ADVENTURE TRAVEL is a way of life for the Krishnan family. Santhana and his wife, Namita, along with their two teenage daughters, Nikki and Natasha, spend vacations in high gear — they’ve snorkeled in Belize, gone river rafting in Peru, and been on safari in Kenya. So what do they do when they’re ready to relax? As of this summer, they simply step into their backyard.
After searching for an architect with a contemporary aesthetic who would be open to their design input, Santhana and Namita, both employed in the technology industry, hired Boston-based architect Stephen Chung to transform their Chelmsford home’s large backyard into an entertainment compound. “We’re a very active family; this takes the place of beach vacations,” Santhana says.

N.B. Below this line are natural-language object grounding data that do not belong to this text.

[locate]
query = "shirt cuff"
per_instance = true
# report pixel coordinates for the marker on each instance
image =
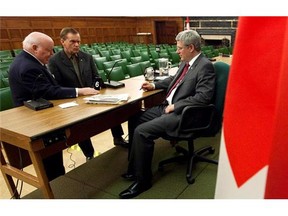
(76, 92)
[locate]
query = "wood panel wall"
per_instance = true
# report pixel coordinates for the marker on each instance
(92, 29)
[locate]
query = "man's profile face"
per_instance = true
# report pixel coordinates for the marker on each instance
(71, 44)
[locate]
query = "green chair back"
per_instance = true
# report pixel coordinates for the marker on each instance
(117, 74)
(6, 101)
(222, 74)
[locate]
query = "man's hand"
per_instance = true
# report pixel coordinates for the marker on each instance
(146, 86)
(87, 91)
(169, 108)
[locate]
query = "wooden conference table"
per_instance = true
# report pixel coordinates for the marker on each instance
(39, 134)
(45, 132)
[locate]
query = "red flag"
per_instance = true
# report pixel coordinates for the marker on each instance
(255, 115)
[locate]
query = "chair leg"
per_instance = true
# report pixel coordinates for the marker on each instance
(192, 157)
(198, 154)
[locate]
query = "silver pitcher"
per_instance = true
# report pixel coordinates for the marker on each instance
(149, 74)
(164, 66)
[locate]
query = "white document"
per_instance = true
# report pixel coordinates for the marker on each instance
(107, 99)
(69, 104)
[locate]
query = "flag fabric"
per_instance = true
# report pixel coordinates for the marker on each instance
(253, 160)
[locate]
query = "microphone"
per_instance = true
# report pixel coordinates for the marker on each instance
(111, 83)
(37, 103)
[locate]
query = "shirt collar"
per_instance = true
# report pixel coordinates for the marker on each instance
(35, 57)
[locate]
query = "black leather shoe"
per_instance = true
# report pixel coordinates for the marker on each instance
(89, 158)
(134, 190)
(129, 177)
(119, 141)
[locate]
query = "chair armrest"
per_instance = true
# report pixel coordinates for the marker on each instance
(196, 118)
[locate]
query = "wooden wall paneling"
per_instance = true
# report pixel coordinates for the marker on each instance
(92, 29)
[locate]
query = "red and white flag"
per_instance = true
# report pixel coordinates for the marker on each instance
(253, 159)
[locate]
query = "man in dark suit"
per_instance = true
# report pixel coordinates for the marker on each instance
(29, 79)
(193, 84)
(81, 72)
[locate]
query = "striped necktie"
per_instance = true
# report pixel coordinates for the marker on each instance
(184, 71)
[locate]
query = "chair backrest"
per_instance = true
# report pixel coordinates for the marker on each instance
(6, 101)
(136, 59)
(117, 74)
(134, 70)
(144, 65)
(99, 62)
(222, 74)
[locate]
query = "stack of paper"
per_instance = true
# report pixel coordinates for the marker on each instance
(107, 99)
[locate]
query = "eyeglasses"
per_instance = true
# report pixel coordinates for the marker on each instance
(181, 48)
(74, 41)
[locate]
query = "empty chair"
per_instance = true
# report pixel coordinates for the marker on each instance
(115, 51)
(116, 74)
(99, 62)
(136, 53)
(127, 55)
(5, 54)
(145, 56)
(16, 52)
(136, 59)
(144, 65)
(105, 53)
(115, 57)
(6, 101)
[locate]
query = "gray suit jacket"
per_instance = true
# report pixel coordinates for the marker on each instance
(62, 68)
(29, 79)
(197, 88)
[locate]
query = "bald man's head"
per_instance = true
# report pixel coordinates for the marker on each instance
(40, 45)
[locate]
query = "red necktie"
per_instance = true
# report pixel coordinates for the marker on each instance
(185, 70)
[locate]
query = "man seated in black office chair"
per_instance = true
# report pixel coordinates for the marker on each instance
(74, 68)
(193, 84)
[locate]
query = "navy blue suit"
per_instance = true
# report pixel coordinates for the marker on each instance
(62, 68)
(196, 88)
(29, 79)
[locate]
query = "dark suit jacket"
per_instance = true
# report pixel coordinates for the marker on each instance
(197, 88)
(62, 68)
(29, 79)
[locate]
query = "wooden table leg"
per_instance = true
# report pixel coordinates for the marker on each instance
(41, 174)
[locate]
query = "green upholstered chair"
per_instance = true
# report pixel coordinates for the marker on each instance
(115, 57)
(99, 62)
(4, 82)
(145, 56)
(5, 54)
(134, 70)
(136, 59)
(123, 63)
(136, 53)
(144, 65)
(127, 55)
(105, 53)
(207, 124)
(5, 99)
(116, 74)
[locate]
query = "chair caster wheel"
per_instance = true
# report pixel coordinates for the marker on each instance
(212, 151)
(190, 180)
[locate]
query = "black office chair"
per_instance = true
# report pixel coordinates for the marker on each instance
(207, 124)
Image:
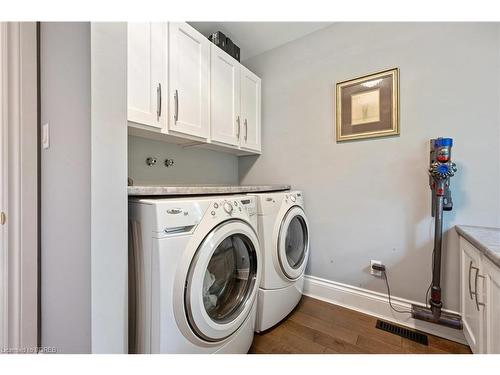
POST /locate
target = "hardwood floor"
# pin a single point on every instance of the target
(319, 327)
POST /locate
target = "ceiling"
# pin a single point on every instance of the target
(255, 38)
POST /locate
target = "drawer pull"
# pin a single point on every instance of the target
(475, 293)
(470, 271)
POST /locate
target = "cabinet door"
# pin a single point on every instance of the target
(472, 317)
(189, 60)
(250, 110)
(146, 85)
(492, 300)
(225, 98)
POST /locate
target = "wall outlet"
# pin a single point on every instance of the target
(375, 272)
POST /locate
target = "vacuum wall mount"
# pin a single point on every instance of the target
(441, 169)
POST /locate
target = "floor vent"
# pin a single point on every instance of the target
(403, 332)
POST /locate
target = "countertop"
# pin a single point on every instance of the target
(487, 240)
(177, 190)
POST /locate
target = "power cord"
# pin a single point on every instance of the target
(381, 268)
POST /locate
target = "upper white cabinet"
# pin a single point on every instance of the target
(225, 98)
(184, 89)
(479, 299)
(235, 103)
(250, 110)
(189, 73)
(146, 76)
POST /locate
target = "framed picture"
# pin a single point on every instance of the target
(368, 106)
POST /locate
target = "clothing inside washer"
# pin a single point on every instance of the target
(228, 278)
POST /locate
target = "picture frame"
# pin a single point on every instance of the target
(368, 106)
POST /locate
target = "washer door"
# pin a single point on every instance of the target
(222, 281)
(293, 243)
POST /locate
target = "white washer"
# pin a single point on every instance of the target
(195, 268)
(284, 234)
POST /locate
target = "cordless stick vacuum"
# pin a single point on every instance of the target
(440, 171)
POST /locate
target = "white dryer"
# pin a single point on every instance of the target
(195, 268)
(284, 234)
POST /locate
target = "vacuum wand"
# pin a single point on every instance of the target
(441, 169)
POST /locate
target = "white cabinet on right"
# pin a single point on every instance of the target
(235, 103)
(492, 316)
(250, 110)
(479, 299)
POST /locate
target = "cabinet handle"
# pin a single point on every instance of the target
(176, 100)
(470, 271)
(158, 101)
(475, 293)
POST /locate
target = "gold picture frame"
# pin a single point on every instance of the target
(368, 106)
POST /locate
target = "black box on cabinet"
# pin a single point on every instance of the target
(236, 52)
(229, 47)
(219, 39)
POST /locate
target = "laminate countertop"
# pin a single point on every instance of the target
(175, 190)
(486, 240)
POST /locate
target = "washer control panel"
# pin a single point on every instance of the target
(294, 198)
(234, 207)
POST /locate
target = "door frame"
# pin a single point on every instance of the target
(19, 193)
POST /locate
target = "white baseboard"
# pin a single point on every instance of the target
(376, 304)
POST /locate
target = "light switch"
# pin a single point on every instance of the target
(45, 136)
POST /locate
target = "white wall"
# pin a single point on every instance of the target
(109, 266)
(65, 187)
(370, 199)
(191, 165)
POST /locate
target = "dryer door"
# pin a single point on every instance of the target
(222, 280)
(293, 243)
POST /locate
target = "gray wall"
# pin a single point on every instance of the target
(192, 165)
(65, 187)
(370, 199)
(109, 188)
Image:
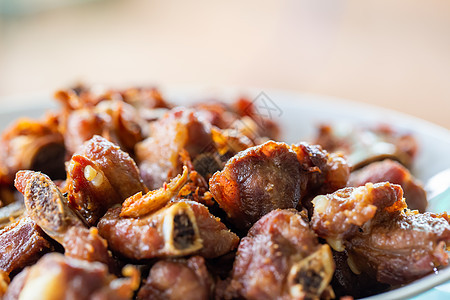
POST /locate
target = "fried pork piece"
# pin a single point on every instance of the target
(159, 154)
(114, 120)
(401, 246)
(392, 171)
(22, 243)
(47, 207)
(274, 175)
(256, 181)
(347, 283)
(4, 283)
(99, 176)
(180, 228)
(178, 279)
(338, 216)
(281, 258)
(382, 237)
(32, 145)
(58, 277)
(365, 145)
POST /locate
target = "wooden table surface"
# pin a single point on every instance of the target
(394, 54)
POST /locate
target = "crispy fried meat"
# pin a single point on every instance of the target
(274, 175)
(178, 279)
(281, 258)
(159, 155)
(392, 171)
(22, 243)
(180, 228)
(58, 277)
(50, 210)
(99, 176)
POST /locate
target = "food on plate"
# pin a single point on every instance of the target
(363, 145)
(178, 279)
(394, 172)
(281, 258)
(132, 197)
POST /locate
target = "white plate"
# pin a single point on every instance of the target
(298, 115)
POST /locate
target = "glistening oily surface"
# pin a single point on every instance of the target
(190, 224)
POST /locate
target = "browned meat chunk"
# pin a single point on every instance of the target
(59, 277)
(4, 283)
(347, 283)
(392, 171)
(21, 244)
(171, 231)
(339, 215)
(217, 239)
(396, 246)
(178, 279)
(159, 155)
(32, 145)
(181, 228)
(116, 121)
(402, 246)
(99, 176)
(274, 175)
(365, 145)
(49, 209)
(257, 181)
(281, 258)
(141, 205)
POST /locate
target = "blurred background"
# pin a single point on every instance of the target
(391, 53)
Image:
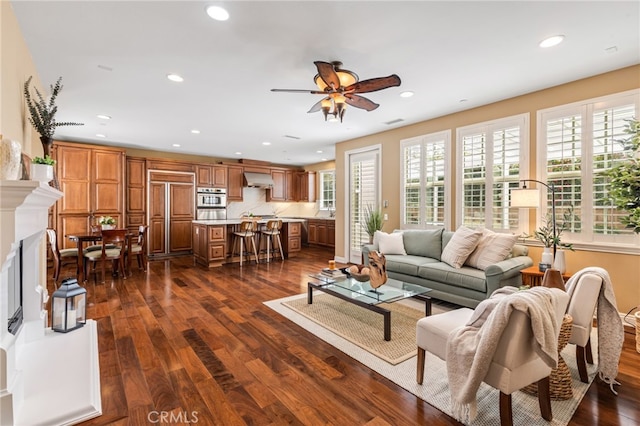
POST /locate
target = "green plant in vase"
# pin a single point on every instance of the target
(372, 221)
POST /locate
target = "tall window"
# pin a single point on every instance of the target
(425, 166)
(327, 190)
(491, 161)
(578, 143)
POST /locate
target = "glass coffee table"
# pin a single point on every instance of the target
(362, 294)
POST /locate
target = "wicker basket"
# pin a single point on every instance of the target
(560, 378)
(638, 331)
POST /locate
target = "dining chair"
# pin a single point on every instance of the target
(139, 248)
(272, 232)
(116, 238)
(247, 231)
(60, 256)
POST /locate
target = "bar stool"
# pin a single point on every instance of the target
(272, 232)
(247, 230)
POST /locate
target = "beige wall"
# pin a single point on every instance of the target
(17, 66)
(624, 269)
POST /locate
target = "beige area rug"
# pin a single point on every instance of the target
(363, 327)
(435, 390)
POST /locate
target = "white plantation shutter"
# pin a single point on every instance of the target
(579, 142)
(327, 190)
(425, 165)
(363, 193)
(491, 161)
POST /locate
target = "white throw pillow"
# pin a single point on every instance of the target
(462, 243)
(390, 243)
(492, 248)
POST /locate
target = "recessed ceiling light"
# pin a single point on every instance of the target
(175, 77)
(217, 13)
(551, 41)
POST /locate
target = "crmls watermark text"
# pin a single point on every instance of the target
(166, 417)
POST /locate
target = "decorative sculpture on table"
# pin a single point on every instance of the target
(377, 269)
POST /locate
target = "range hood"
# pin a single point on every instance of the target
(258, 180)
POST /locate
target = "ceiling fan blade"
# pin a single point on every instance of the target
(316, 107)
(313, 92)
(327, 73)
(374, 84)
(360, 102)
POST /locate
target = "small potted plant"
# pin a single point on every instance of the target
(42, 168)
(372, 221)
(107, 222)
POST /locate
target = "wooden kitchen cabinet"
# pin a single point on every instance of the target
(209, 244)
(135, 206)
(92, 179)
(235, 182)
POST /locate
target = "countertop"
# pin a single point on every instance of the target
(237, 221)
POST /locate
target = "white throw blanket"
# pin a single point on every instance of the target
(471, 348)
(610, 328)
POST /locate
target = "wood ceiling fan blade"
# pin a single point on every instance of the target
(327, 73)
(313, 92)
(360, 102)
(317, 106)
(374, 84)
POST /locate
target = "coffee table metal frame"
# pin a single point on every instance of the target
(371, 300)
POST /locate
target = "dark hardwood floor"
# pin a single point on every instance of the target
(188, 345)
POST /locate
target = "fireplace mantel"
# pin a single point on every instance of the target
(37, 384)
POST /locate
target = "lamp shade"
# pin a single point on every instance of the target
(525, 198)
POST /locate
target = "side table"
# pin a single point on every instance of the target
(532, 276)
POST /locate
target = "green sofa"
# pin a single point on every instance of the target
(466, 286)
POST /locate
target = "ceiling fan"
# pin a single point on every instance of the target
(341, 87)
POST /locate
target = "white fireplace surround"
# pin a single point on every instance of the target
(45, 377)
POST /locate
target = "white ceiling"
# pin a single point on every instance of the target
(114, 57)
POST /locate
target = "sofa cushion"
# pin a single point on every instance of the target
(407, 264)
(390, 243)
(466, 277)
(491, 249)
(423, 242)
(463, 242)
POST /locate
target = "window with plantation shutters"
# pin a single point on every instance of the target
(327, 190)
(578, 143)
(363, 195)
(425, 165)
(491, 161)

Raised in India and Southeast Asia, where he often visited temples and museums, Santhana has a strong interest in art and architecture. He envisioned a design with a contemporary Asian flavor. For Chung, the challenge lay in how to successfully fuse a contemporary aesthetic in the backyard with the traditional neo-Georgian architecture of the existing house, where the family has lived for 16 years. Chung decided that simple forms in colors and materials similar to those used in the main house, plus some smart transitional features, would do the trick.
The project includes a Z-shaped pool with integrated hot tub, a freestanding pool house with a sauna and home gym, and a guest suite addition to the existing house, where the couple’s parents could comfortably stay for extended visits. Extensive hardscaping, also designed by Chung, and Japanese-style landscaping, for which Woburn-based Zen Associates Inc. devised an overall blueprint, were also part of the plan.
The new pool house and guest suite are simple box-like forms with flat roofs and large expanses of glass — their spare quality has a Japanese aesthetic, says Chung. He clad the structures in cedar tongue-and-groove siding painted white, to match the main house, with accent areas in stained cedar for interest. To subtly differentiate old from new, the siding on the two new structures was installed vertically, in contrast to the horizontal siding of the main house. Wooden trellises above outdoor areas next to the main house, addition, and pool house help tie the structures together, “sort of like a ligament,” says Chung. The trellises are equally at home with traditional and modern design, he says.
The pool, which sits at the center of a U-shaped courtyard formed by the buildings, is an innovative design. Chung describes it as a series of canals. There’s a covered hot tub, a lap pool, and a rectangular area that’s ideal for fun and games. The entire spread is elevated, with stone retaining walls that eliminate the need for fencing. As for the landscaping, Santhana chose most of the plantings, including those in a small Japanese garden. The serene, minimalist design is based on a master plan by Shinichiro Abe of Zen Associates, who specified the placement of two decorative rock formations paired with Japanese black pine trees on the patio.
The new features are a hit with the Krishnans. The girls are home more, Santhana says, hanging out in the backyard with friends. Both he and Chung, who consider themselves collaborators, are proud of the design. Chung says: “From the front, it’s just a traditional house. Then, it’s like, ‘Wow, what is all this?’ That element of surprise, to deliver the unexpected, was all part of the idea.”